だから気兼ねなく接することが出来たユージンが本当は婚約者だったことは嬉しい誤算だ。
しかも可愛いし綺麗だし優しいし、なにより可愛い。
めちゃくちゃ素晴らしい好物件だ。
アリエスはそう思っていた。
「…それで、アリスは僕との婚約は嫌かな?」
「嫌じゃない」
「本当に?」
「本当!」
アリエスの言葉を聞いて嬉しそうにほほ笑んだユージンは「僕もアリスが婚約の相手で嬉しいよ」と答える。
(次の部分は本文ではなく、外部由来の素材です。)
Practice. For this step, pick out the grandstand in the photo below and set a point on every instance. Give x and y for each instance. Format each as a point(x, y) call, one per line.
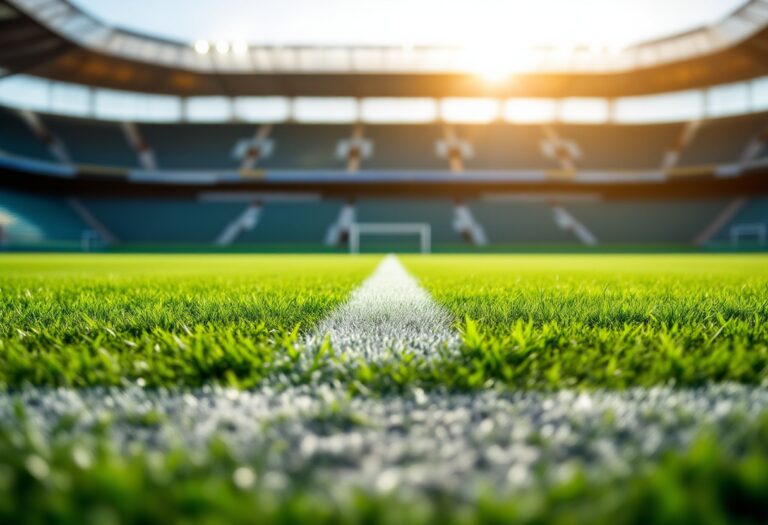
point(286, 157)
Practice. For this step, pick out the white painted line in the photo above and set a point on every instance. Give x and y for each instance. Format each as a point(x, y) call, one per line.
point(420, 441)
point(387, 315)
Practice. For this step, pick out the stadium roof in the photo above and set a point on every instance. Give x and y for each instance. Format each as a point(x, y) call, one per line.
point(56, 39)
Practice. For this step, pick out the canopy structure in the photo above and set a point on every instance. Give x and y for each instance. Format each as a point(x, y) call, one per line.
point(57, 40)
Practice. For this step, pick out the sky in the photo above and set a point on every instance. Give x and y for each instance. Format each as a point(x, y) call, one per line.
point(465, 23)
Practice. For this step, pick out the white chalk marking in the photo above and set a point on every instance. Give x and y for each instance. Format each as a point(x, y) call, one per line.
point(387, 315)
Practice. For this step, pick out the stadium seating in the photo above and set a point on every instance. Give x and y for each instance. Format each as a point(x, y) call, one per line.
point(163, 220)
point(625, 147)
point(504, 146)
point(660, 222)
point(293, 223)
point(437, 213)
point(17, 138)
point(722, 141)
point(519, 223)
point(302, 146)
point(754, 212)
point(404, 146)
point(93, 142)
point(195, 146)
point(36, 219)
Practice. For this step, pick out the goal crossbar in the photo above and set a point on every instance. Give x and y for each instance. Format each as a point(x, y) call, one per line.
point(423, 230)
まるで天使のような笑みを見せるユージンに、アリエスだけではなく周りの大人たちも胸を押さえて膝をついた。
そして耐性のある唯一の大人はこういった。
「どう?私の息子は」
「素晴らしいわ……今すぐにでも息子になってうちに来て欲しいくらいに」
アリエスの母親はそういったが、実際に入るのは嫁入りするアリエスの方だ。
息子になる、という言葉自体は間違っていないがアリエスとユージンと一緒に暮らすのは、アリエスを嫁として貰うデクロン家の方である。
そんな親友にデクロン夫人はくすりと笑った。
「子供たちも問題ないようだし、公爵家に帰ったら正式な婚約申し込みをさせていただくわね」
「ええ、届いたら私もすぐ対応させていただくわ」
立ち上がったアリエスの母親は手を二度ほど叩いて、夕食の為に子供たちの支度を整えるように指示を出す。
メイド達は少しだけ汚れた服や靴を身に着けたアリエスとユージンを身綺麗にするために、それぞれをお風呂場へと連れて行った。